Affaire Grasset : qui veut faire taire Boualem Sansal ?
L’affaire Grasset autour de Boualem Sansal dépasse largement un simple conflit éditorial. Elle pose une question plus grave : certains réseaux d’influence ont-ils cherché à réduire l’impact de la parole d’un homme revenu des prisons algériennes, libre de ses choix et décidé à témoigner ?
Derrière le départ d’Olivier Nora, les communiqués indignés et les tribunes de soutien, se dessine peut-être une autre réalité : la volonté de retarder un livre jugé politiquement gênant.
Un calendrier qui interroge
Selon les informations publiées ces derniers jours, le principal désaccord portait sur la date de publication du nouveau livre de Boualem Sansal. La direction d’Hachette souhaitait une sortie rapide, tandis qu’Olivier Nora défendait une parution en novembre. Vincent Bolloré l’a publiquement confirmé. Ce détail n’en est pas un. En édition, la date de sortie conditionne la portée d’un ouvrage.
Publier en juin, c’était permettre à Boualem Sansal de prendre la parole alors que son incarcération restait dans tous les esprits. Reporter à novembre revenait à placer ce témoignage au milieu de centaines de parutions, dans un brouhaha médiatique où tant de livres disparaissent sans trace.

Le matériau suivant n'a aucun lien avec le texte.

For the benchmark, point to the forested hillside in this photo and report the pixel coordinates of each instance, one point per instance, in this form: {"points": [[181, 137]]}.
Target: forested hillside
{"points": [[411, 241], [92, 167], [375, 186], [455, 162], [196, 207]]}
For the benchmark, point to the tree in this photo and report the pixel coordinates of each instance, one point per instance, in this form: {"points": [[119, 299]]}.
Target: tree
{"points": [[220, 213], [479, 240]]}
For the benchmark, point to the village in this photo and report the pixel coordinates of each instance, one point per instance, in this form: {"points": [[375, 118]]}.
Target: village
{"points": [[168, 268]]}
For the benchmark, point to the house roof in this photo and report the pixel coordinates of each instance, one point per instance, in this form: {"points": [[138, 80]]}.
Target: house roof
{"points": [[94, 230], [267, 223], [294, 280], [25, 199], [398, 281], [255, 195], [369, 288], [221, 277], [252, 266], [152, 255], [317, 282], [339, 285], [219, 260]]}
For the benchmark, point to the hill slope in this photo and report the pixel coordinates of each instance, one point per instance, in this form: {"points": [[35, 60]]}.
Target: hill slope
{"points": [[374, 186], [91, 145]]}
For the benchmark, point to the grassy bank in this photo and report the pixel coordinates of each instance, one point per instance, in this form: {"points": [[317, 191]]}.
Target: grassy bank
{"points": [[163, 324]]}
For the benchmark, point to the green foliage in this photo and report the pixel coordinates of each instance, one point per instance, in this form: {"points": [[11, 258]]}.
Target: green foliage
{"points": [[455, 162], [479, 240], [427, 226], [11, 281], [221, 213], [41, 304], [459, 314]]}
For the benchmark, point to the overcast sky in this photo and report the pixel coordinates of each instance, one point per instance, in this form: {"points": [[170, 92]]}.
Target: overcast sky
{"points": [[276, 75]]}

Pourquoi le livre de Boualem Sansal dérange
Le futur ouvrage de Boualem Sansal n’est pas un roman ordinaire. Il doit revenir sur sa détention, sur les méthodes du régime algérien et sur les ambiguïtés de la relation franco-algérienne. Un tel récit aurait une force particulière : celle d’un témoin direct. Depuis des années, Boualem Sansal parle avec constance de l’autoritarisme, de la corruption, de l’islamisme politique et des impasses mémorielles entretenues de part et d’autre de la Méditerranée. Son expérience personnelle donnerait à ses analyses un poids nouveau. C’est précisément ce qui peut gêner.
Une vieille indulgence envers Alger
Une partie de la gauche intellectuelle française a longtemps entretenu une relation singulière avec le pouvoir algérien, héritier du FLN. Pendant des décennies, Alger a souvent bénéficié d’un traitement particulier : prudence des critiques, silences commodes, relativisation des dérives. Ce réflexe procède d’une culture politique ancienne, de fidélités idéologiques et de réseaux constitués de longue date. Dans ce cadre, Boualem Sansal dérange doublement : il est algérien, et il contredit de l’intérieur le récit officiel.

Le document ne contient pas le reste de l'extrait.